Effect of isl2a knockout on the expression of genes involved in pituitary development via whole-mount in situ hybridization. (A) Spatiotemporal expression patterns of isl2a by whole-mount RNA in situ hybridization at 24 and 48 hpf. Scale bars = 100 µm/50 µm. Asterisks (*) indicate the position of midbrain-hindbrain boundary. p, pineal gland; r, retinal; ov, otic vesicle; d, diencephalon. (B) Knockout of isl2a resulted in reduced tshba and cga expression, while the expression of pomca, prl, and gh was not changed in larvae at 3 dpf. Pituitary precursors differentiate into specific cell types with markers, including gh (for somatotropes), tshba (for thyrotropes), cga (for thyrotropes and gonadotropes), prl (for lactotropes), and pomca (for corticotropes and melanotropes). All images are dorsal views with the head pointing towards the left. Scale bar = 50 µm. Numbers indicate the ratio of embryos with the shown phenotype. (C) qRT-PCR analysis demonstrates the expression of total tg, tshba and cga in isl2a^+/+, isl2a^+/− and isl2a^−/− larvae at 3 dpf. Data is represented as mean ± SD (n = 5, 15 fish per tube). *P<0.05, **P<0.01, ****P<0.001. (D) Ventral views of embryos at 24 hpf show no differences in shha, pitx3, lhx3 and lhx4 expression in isl2a mutants. Dorsal views of embryos at 48 hpf show no difference in gene expression, indicating specification of pit-1 lineage (pit1, for somatotropes, thyrotropes, and lactotropes) or non-pit-1 lineage (six1b for corticotropes, gonadotropes, and melanotropes). Thus, pituitary induction and lineage specification were unaffected in isl2a mutants. Scale bar = 100 µm. The black triangle indicates gene expression in the adenohypophyseal placode.

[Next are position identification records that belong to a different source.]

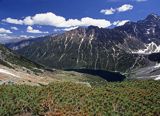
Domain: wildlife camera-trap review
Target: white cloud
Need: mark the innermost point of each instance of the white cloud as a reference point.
(108, 11)
(2, 30)
(31, 30)
(51, 19)
(123, 8)
(120, 23)
(13, 21)
(14, 28)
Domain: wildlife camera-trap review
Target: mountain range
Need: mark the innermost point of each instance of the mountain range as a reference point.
(126, 49)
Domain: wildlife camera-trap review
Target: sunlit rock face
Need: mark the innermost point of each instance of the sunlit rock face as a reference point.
(123, 48)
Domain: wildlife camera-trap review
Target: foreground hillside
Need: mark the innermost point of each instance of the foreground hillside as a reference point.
(126, 98)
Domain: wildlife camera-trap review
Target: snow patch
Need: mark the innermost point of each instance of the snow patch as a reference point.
(149, 49)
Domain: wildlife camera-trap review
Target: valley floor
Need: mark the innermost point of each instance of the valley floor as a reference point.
(66, 98)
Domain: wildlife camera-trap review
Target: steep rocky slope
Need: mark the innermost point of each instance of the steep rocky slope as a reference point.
(121, 49)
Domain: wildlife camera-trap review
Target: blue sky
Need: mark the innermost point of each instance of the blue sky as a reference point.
(41, 17)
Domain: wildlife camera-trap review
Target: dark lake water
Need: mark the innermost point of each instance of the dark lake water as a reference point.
(107, 75)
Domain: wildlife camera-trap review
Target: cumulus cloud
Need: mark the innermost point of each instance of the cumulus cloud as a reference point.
(2, 30)
(108, 11)
(52, 19)
(14, 28)
(120, 23)
(123, 8)
(13, 21)
(31, 30)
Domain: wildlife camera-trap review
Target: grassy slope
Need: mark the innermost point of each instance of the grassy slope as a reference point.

Isl2a mutants show reduced thyroid function. (A) The assessment of tg expression in isl2a mutants at 3 dpf and 5 dpf via whole-mount in situ hybridization. At 5 dpf, isl2a^-/- zebrafish had lower expression of tg and tshba as denoted by black arrows and arrowhead, respectively. Scale bar = 50 µm. (B) qRT-PCR analysis of the total expression of tg, slc5a5, tpo, tshba, and cga in isl2a^+/+ and isl2a^-/- larvae at 5 dpf. Error bars represent ± SD (n = 5, 15 fish per tube). (C) Both EGFP (green) and EdU immunoreactivity (red) were present in the thyroid of 120 hpf Tg (tg:egfp) wild-type (n = 7) larvae, whereas nearly no EdU-positive cells were detected within the tg domain in isl2a^-/- larvae (n = 6). There were also no TUNEL-positive cells (red) in the tg domain at 127 hpf. Scale bar = 500 µm. (D) Thyroxine (T4) and 3,5,3′-triiodothyronine (T3) levels in the zebrafish body at 44 dpf. Error bars represent ± SD (n = 4). Asterisks indicate significant differences between isl2a^+/+ and isl2a^-/- groups (*P < 0.05, **P < 0.01).

Growth retardation in isl2a knockout zebrafish. (A) The Kaplan-Meier survival curve of isl2a^+/+ (n = 159), isl2a^+/− (n = 173), and isl2a^−/− (n = 253) larvae shows differences. (B) Male/female ratios in isl2a^+/+ (male/female = 20/6), isl2a^+/− (male/female = 42/10), and isl2a^−/− (male/female = 18/3). (C) The isl2a variant caused significant growth defects in 41 dpf zebrafish adults. Scale bar = 1 mm. (D) Comparison of developmental indicators, including body length, heart rate, eye size, and ear size, among isl2a^-/-, isl2a^+/+ and isl2a^+/- siblings at 5 dpf. (E) Comparison of three diameter lines of skull among different groups at 5 dpf. (F) Dynamic tracking of the body length of isl2a^-/- individuals and their isl2a^+/+ and isl2a^+/- siblings at 14 dpf, 41 dpf, 77 dpf, and 7.5 mpf. *P<0.05, **P<0.01, ***P<0.001, ****P<0.0001.